Assessing Liver Scarring
For people with chronic hepatitis B, especially those with elevated liver enzymes, doctors need to evaluate whether the liver has developed scarring (fibrosis) or more advanced scarring (cirrhosis). Two main tools are used for this.
A FibroScan is a noninvasive imaging test that measures liver stiffness using sound waves. It takes about ten minutes, feels similar to an ultrasound, and gives an immediate result. Studies show FibroScan has high accuracy for detecting cirrhosis, with diagnostic performance scores around 0.89 to 0.90 on a scale where 1.0 is perfect. It is less reliable for detecting moderate, intermediate-stage fibrosis.
A liver biopsy, where a small tissue sample is taken with a needle, remains the most definitive way to assess fibrosis at all stages. It’s more invasive and requires local anesthesia, but it provides a detailed look at the liver’s internal structure. Because FibroScan struggles with middle-range fibrosis, biopsy is still recommended when the degree of scarring is unclear and would change treatment decisions.

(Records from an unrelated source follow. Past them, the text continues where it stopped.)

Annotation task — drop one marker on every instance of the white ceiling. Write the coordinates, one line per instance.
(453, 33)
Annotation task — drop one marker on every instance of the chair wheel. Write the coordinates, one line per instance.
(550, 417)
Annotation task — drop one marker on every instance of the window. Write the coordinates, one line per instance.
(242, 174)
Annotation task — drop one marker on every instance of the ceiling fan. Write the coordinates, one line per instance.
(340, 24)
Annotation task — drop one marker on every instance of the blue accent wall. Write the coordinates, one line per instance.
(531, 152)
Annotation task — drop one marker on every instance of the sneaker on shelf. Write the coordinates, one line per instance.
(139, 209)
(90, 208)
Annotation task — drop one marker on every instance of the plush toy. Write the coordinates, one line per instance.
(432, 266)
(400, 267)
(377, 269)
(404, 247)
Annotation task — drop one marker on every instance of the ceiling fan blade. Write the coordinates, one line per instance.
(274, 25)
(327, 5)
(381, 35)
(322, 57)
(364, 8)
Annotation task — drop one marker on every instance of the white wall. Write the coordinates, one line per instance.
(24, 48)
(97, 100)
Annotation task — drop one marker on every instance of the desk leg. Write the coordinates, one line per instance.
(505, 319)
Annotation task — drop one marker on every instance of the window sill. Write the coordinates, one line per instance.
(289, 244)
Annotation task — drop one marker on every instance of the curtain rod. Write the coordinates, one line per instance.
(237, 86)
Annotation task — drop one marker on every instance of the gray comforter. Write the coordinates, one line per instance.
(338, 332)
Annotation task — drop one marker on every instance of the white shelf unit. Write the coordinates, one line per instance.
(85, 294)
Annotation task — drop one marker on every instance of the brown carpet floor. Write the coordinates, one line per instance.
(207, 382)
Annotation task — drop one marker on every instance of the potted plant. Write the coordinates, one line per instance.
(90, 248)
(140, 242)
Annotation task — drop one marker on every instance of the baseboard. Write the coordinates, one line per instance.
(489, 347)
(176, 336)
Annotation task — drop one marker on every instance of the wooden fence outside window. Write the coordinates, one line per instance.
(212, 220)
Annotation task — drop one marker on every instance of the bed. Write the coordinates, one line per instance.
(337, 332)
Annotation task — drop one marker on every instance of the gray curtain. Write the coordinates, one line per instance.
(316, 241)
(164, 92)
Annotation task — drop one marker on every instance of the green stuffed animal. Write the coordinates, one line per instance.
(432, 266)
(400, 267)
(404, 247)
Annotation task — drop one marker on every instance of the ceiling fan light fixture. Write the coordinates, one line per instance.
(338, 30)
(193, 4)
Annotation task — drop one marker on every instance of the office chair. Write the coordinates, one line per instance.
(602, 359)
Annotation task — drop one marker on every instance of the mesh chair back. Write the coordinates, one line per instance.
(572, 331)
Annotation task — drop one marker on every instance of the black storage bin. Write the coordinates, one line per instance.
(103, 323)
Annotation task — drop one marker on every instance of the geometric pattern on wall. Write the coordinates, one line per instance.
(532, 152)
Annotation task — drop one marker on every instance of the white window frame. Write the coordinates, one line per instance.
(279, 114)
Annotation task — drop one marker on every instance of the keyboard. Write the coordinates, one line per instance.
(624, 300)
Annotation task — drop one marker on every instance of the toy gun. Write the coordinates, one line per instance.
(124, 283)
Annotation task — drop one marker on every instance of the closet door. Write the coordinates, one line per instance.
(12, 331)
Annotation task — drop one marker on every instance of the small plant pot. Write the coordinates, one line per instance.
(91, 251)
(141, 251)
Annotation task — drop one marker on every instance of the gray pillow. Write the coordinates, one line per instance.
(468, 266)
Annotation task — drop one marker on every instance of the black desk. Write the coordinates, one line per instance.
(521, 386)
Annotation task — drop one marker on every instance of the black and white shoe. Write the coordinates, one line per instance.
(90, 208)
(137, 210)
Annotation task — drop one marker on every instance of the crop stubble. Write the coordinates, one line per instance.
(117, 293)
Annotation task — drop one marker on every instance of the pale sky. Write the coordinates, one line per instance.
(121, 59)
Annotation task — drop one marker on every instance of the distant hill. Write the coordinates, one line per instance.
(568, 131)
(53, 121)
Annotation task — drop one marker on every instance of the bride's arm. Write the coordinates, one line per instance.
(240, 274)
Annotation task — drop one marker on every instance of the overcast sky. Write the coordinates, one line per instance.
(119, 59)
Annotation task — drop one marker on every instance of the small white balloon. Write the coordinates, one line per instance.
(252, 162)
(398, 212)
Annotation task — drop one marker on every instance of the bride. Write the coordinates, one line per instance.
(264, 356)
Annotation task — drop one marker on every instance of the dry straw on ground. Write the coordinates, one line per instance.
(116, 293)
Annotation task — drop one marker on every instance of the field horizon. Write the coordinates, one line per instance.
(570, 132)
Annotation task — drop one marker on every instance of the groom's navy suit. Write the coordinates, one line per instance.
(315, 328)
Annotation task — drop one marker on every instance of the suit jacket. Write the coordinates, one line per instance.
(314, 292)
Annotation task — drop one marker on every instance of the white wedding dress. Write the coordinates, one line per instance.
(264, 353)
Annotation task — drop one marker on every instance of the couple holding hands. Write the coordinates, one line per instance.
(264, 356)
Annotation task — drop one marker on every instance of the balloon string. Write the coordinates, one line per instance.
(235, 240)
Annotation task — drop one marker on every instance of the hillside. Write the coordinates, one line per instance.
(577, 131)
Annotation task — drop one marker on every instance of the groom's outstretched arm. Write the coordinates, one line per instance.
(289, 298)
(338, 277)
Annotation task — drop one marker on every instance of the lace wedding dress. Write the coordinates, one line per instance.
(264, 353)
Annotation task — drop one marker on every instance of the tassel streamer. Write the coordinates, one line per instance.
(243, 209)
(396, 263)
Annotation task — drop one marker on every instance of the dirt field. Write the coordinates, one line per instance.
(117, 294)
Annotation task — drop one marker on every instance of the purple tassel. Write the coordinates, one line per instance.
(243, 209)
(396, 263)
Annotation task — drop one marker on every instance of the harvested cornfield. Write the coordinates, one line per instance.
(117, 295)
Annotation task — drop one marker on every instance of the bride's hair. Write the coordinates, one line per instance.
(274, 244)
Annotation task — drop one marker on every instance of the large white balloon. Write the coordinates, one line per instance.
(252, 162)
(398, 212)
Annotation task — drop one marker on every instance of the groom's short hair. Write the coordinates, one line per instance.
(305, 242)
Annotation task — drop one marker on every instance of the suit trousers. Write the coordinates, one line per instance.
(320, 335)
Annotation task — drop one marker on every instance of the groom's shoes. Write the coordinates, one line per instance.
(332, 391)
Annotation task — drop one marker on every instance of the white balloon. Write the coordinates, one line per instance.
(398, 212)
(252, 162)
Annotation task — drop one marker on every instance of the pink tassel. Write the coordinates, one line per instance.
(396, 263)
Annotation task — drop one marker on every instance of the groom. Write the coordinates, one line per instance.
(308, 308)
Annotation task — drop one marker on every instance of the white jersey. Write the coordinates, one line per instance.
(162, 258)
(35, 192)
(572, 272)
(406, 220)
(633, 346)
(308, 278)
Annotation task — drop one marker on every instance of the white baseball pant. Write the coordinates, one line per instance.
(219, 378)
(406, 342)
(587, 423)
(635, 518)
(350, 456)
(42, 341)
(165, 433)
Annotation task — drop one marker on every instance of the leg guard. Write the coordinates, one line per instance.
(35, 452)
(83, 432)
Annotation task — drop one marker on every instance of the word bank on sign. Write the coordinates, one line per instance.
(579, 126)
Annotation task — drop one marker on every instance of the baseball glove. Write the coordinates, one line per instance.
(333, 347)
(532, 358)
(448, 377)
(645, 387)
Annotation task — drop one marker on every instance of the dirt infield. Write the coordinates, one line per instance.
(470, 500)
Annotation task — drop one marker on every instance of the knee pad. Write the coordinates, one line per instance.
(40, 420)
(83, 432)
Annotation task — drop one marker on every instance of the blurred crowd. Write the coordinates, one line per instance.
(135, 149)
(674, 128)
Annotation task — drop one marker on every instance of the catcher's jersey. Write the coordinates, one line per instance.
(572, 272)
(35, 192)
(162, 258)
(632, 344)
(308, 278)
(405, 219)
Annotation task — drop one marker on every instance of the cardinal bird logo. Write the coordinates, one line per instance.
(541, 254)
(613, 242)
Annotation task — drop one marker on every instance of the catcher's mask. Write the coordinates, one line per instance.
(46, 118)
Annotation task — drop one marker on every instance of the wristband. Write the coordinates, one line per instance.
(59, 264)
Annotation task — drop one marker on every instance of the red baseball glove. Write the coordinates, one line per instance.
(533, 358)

Testing Infants Born to Positive Mothers
Babies born to mothers with hepatitis B receive a vaccine dose and an immune globulin injection within 12 hours of birth. To confirm whether the baby was protected, follow-up blood testing is done at approximately 9 to 12 months of age. This test checks for both HBsAg (to see if the baby became infected) and anti-HBs (to confirm the vaccine produced immunity). Testing is done at this age rather than earlier to allow time for the vaccine series to be completed and for maternal antibodies to clear.
Who Should Get Tested
The CDC recommends that all adults be screened for hepatitis B at least once in their lifetime using the three-marker panel. This is a relatively recent shift from older guidelines that only recommended testing for people in higher-risk groups, such as those born in regions where hepatitis B is common, people who inject drugs, or healthcare workers exposed to blood. The rationale for universal screening is straightforward: most people with chronic hepatitis B have no symptoms and can unknowingly transmit the virus or develop liver damage over decades without knowing they’re infected.
Additional testing is recommended for pregnant women during each pregnancy, regardless of prior results, and for anyone with ongoing risk factors such as new sexual partners or occupational exposure to blood.